Given the above, it should be simple enough to understand how the attack works. When the user lands on a web page, ask for permission to push notifications. A lot of web sites that do not seem to need such permission ask now, particularly ecommerce sites, so the question does not seem out of place almost anywhere any longer. Install a service worker, using the worker’s direct connection to the host’s network to communicate to a controller.
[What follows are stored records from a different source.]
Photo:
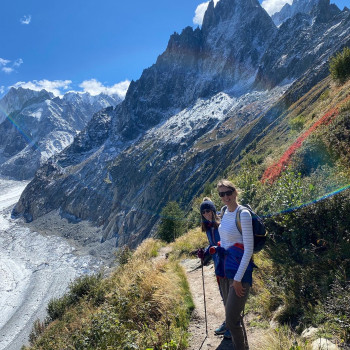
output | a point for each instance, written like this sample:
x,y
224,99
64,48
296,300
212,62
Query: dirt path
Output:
x,y
215,310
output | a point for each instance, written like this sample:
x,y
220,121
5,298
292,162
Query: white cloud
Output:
x,y
26,19
273,6
18,62
52,86
4,62
200,11
94,87
7,70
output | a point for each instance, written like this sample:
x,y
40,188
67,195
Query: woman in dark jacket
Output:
x,y
210,224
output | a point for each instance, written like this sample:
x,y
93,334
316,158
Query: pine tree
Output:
x,y
172,224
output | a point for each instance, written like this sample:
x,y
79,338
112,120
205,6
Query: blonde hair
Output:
x,y
226,183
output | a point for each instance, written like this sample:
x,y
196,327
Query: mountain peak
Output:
x,y
321,10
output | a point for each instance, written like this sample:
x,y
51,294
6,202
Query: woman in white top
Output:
x,y
238,262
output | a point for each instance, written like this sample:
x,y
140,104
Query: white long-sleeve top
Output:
x,y
229,235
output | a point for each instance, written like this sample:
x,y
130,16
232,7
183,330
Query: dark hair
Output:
x,y
226,183
208,204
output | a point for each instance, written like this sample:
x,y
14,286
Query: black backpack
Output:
x,y
259,230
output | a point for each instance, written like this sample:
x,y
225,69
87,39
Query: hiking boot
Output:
x,y
221,329
227,334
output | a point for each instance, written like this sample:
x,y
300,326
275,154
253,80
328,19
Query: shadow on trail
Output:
x,y
226,344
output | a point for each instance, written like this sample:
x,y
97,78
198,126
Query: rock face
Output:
x,y
289,11
186,119
38,125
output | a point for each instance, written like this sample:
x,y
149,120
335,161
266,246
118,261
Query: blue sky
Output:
x,y
90,45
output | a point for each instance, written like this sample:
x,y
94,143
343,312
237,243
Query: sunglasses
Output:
x,y
205,211
227,193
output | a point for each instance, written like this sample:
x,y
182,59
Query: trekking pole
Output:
x,y
244,331
205,308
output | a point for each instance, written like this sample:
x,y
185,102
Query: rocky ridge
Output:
x,y
187,118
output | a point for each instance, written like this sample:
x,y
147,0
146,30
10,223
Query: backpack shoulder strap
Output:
x,y
222,211
238,218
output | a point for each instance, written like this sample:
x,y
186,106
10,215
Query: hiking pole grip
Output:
x,y
205,304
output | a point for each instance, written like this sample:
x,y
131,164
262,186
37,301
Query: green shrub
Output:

The controller can then install code to be run into the service worker and direct the execution of that code. If the user closes their browser, randomly push notifications back to the browser, in case the user opens it again, thus recreating the service worker.
Since the service worker runs in a separate thread, the user will not notice any impact on web browsing performance from the use of their resources—in fact, MarioNet’s designers use fine-grained tracking of resources to ensure they do not consume enough to be noticed. Since the service worker runs between the browser and the host operating system, no defenses built into the browser can detect the network traffic to raise a flag. Since the service worker is running in the context of the browser, most anti-virus software packages will give the traffic and processing a pass.
First, making something powerful from a compute perspective will always open holes like this. There will never be any sort of system that both allows the transfer of computation from one system to another that will not have some hole which can be exploited.
Second, abstraction hides complexity, even the complexity of an attack or security breach, nicely. Abstraction is like anything else in engineering: if you haven’t found the tradeoffs, you haven’t looked hard enough.
Third, close your browser when you are done. The browser is, in many ways, an open door to the outside world through which all sorts of people can make it into your computer. I have often wanted to create a VM or container in which I can run a browser from a server on the ‘net. When I’m done browsing, I can shut the entire thing down and restore the state to “clean.” No cookies, no java stuff, no nothing. A nice fresh install each time I browse the web. I’ve never gotten around to building this, but I should really put it on my list of things to do.
Fourth, don’t accept inbound connection requests without really understanding what you are doing. A notification push is, after all, just another inbound connection request. It’s like putting a hole in your firewall for that one FTP server that you can’t control. Only it’s probably worse.